Now, I have never been a huge follower of the art form, but I must say that the dancing in The Red Shoes was phenomenal.  To my uneducated eyes, the dancing was graceful and fluid, complex and incredibly physically demanding.  And nobody in the cast had a more difficult job than Shearer.  She was wonderful to watch, even for a guy like me, who knows nothing about the world of professional ballet.

The story is loosely based on the gruesome fairy tale by Hans Christian Anderson, The Red Shoes, in which a vain young girl loves her red shoes so much that she wears them everywhere.  Even when her step-mother is ill, she wears them to a party.  Then the shoes start to relentlessly dance on their own, forcing the girl to dance herself to death.  So let that be a lesson to all you young girls out there.  Beware of vanity!

But the filmmakers wrote a modern story about Vicky Page, played by Shearer, a ballerina who has the potential to be a great star, thanks to the patronage of and guidance of the impresario of the ballet, Boris Lermontov, played by Anton Walbrook.  He takes her under his wing and molds her into the best dancer the world has ever seen.  The only trick is that she can never marry, for such a thing would ruin her as a ballet super-star.

The plot has also been following the character of a brilliant young composer named Julian Craster, played by Marius Goring, who Lermontov employs with similar promises of greatness.  He commissions Julian to write the ballet, The Red Shoes, as a vehicle for Vicky to attain her stardom.  So what happens?  Of course, Lermontov’s two young protégés fall hopelessly in love with each other.  They marry and Vicky leaves the ballet.

The ballet sequence was really the film’s highlight.  It was a 15 minute long sequence that had surprisingly good special effects, wonderful music that was written specifically for the film by composer Brian Easdale.  Within the ballet, Vicky’s beautiful dancing took her from the stage to various surrealistic landscapes, dancing with figures made of cellophane, making several costume changes, and watching fellow dancers blink in and out of existence, as only the medium of film can do.  It was beautiful to watch.
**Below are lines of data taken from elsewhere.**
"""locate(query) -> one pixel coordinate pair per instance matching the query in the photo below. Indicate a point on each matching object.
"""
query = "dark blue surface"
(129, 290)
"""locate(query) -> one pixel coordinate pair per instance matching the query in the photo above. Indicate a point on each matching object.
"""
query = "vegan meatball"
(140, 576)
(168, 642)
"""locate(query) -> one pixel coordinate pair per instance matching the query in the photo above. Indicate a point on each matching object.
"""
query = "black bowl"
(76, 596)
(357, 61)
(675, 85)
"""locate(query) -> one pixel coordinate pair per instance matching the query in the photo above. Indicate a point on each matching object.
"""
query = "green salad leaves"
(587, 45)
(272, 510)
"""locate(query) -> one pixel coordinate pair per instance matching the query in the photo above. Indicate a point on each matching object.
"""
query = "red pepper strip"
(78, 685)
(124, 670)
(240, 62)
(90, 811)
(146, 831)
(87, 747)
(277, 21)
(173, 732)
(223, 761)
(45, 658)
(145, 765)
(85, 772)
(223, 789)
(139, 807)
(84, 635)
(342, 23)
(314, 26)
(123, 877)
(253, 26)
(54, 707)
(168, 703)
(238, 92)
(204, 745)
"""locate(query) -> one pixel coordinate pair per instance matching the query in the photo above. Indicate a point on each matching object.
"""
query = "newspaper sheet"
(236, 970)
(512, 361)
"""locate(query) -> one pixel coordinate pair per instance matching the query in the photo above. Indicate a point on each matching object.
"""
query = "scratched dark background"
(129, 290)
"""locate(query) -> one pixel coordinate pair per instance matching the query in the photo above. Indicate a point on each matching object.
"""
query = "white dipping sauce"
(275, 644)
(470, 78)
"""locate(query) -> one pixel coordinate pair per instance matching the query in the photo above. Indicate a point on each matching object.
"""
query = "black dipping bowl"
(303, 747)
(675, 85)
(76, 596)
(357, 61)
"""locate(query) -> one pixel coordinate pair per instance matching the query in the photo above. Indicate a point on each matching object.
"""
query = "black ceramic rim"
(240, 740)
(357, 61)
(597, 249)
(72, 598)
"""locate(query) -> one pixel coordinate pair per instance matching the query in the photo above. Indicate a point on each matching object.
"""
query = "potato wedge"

The trouble was that this was only about half way through the movie.  The ballet was the starting point for the romance between Vicky and Julian.  But it was also the last of the movie’s dancing.  It nearly made the rest of the film anti-climactic.

The rest of the film covered the romance and the tragic consequences of the romance, culminating with Vicky’s suicidal death.  It was a cleverly written, though vague, mirror of the original fairy tale, in which Vicky’s dancing became more important to her than the love of her life.  At that point, knowing that her husband, Julian, is leaving her for good, and knowing that she cannot stop dancing, even for him, she kills herself.

Her death scene was a little more gory than I was expecting, which I totally respect.  In Hollywood, during those decades of filmmaking, when a character is run over by a horse carriage or falls from a high building, there is generally no blood.  No need to disturb the audience with believable blood and gore.

But The Red Shoes took a more realistic angle.  After Vicky threw herself from a balcony to get hit by a passing train, she should be pretty messed up, physically, and she was!  Sure, they didn’t show severed limbs or protruding bones, but she did have blood all over her, bloody scrapes and cuts, and her clothes were shredded.  That’s more than most movies would have shown, so kudos to this one.

Just as an interesting little note:  In the film’s ballet of The Red Shoes, the exhausted dancer is at death’s door and asks a priest to remove the shoes.  When he does, she dies.  In Hans Anderson’s original fairy tale, the girl asks an executioner to cut off her feet, which he does.  But even then, the severed feet continue to dance in the shoes, blocking her from going to church to ask God’s forgiveness for her vanity.  Wow, Mr. Anderson… Wow.